In 2003, the Florida Chamber Foundation released New Cornerstone: A Vision for Florida’s Economic Future. This report, an update of the 1989 report, Cornerstone: Foundations for Economic Leadership, established a 10-year blueprint to move Florida’s economy into the early part of the 21st century.
New Cornerstone was published as Florida’s economy reached a turning point. The 1990s were a period of stunning growth and change for Florida’s economy. The State created nearly two million new jobs during the decade, capping off this success by ranking first among all states for net job creation during the national recession of 2001-2002. However, many of these new jobs were in lower-paying service and trade industries, and the State made only modest progress in developing high-quality jobs in professional services and technology sectors. Per capita personal income – the single most basic measure of a region’s economic prosperity – increased at a slower rate than the national average during the 1990s, pushing Florida residents from almost three percent above to nearly five percent below the national per capita income level.

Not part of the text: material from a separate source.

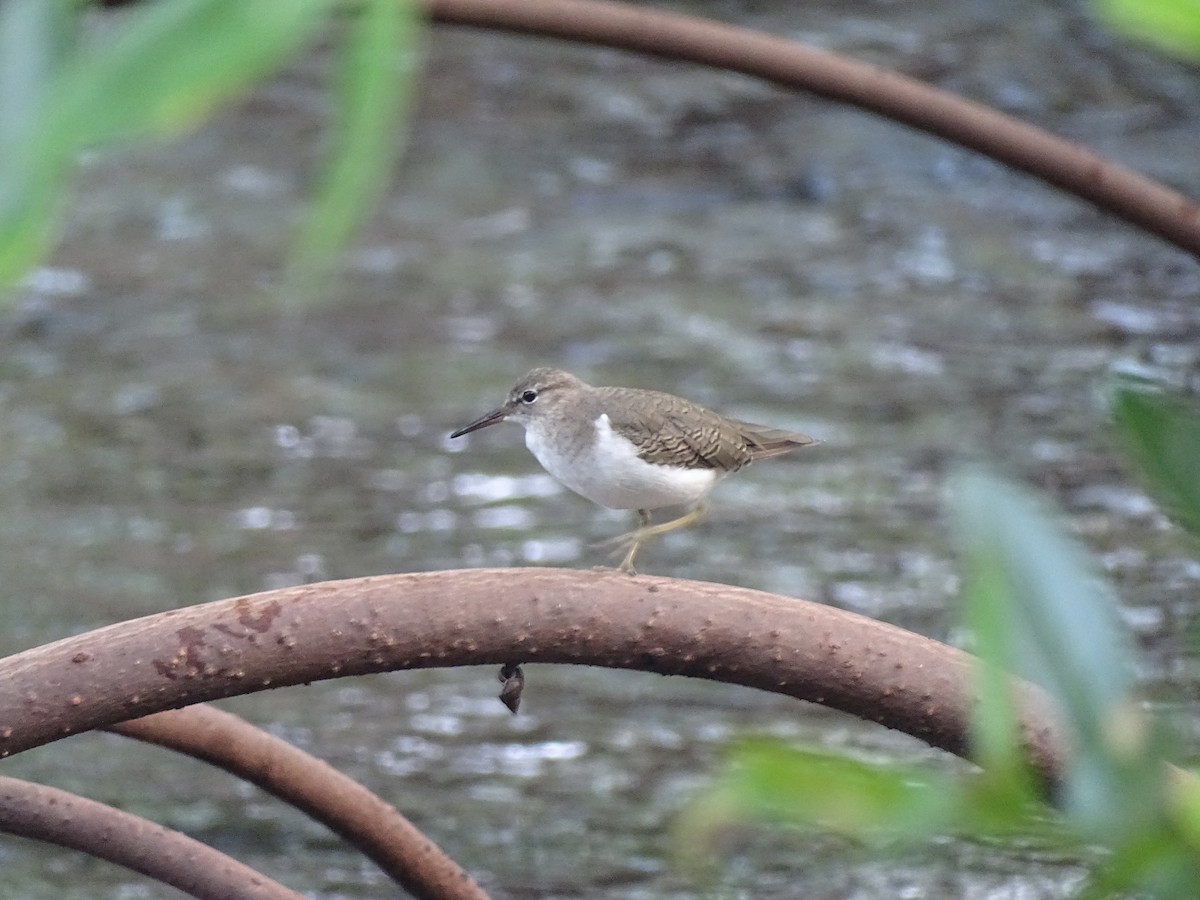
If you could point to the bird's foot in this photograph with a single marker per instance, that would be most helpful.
(630, 543)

New Cornerstone found that Florida faced two major options at the dawn of the 21st century. One option was to continue the path the state has followed for the past several decades: attracting tourists, retirees, and service-sector businesses and competing on the basis of its climate, location, and low cost of living. These factors were likely to ensure continued economic growth for the State, but as the 1980s and 1990s showed, without major improvements in the quality of the State’s jobs or the prosperity of its residents. An alternative was for Florida to redouble its efforts to compete as a location for value-added production and services, primarily through nurturing home-grown businesses and marketing their products worldwide. If successful, Florida would realize a vital cycle of rising productivity and income levels – a period of sustained growth and development.
New Cornerstone set a bold, three-part vision for Florida during the first decade of the 21st century
- Global Leadership
Make Florida the most competitive state in the key industries and economic activities of the early part of 21st century – similar to the position enjoyed by New York during the 1800s and California during much of the 1900s;
- Prosperous Families
Increase Florida’s per capita personal income above the national average by 2010; and
- Vibrant Communities
Make Florida the number one state to live, work, and do business.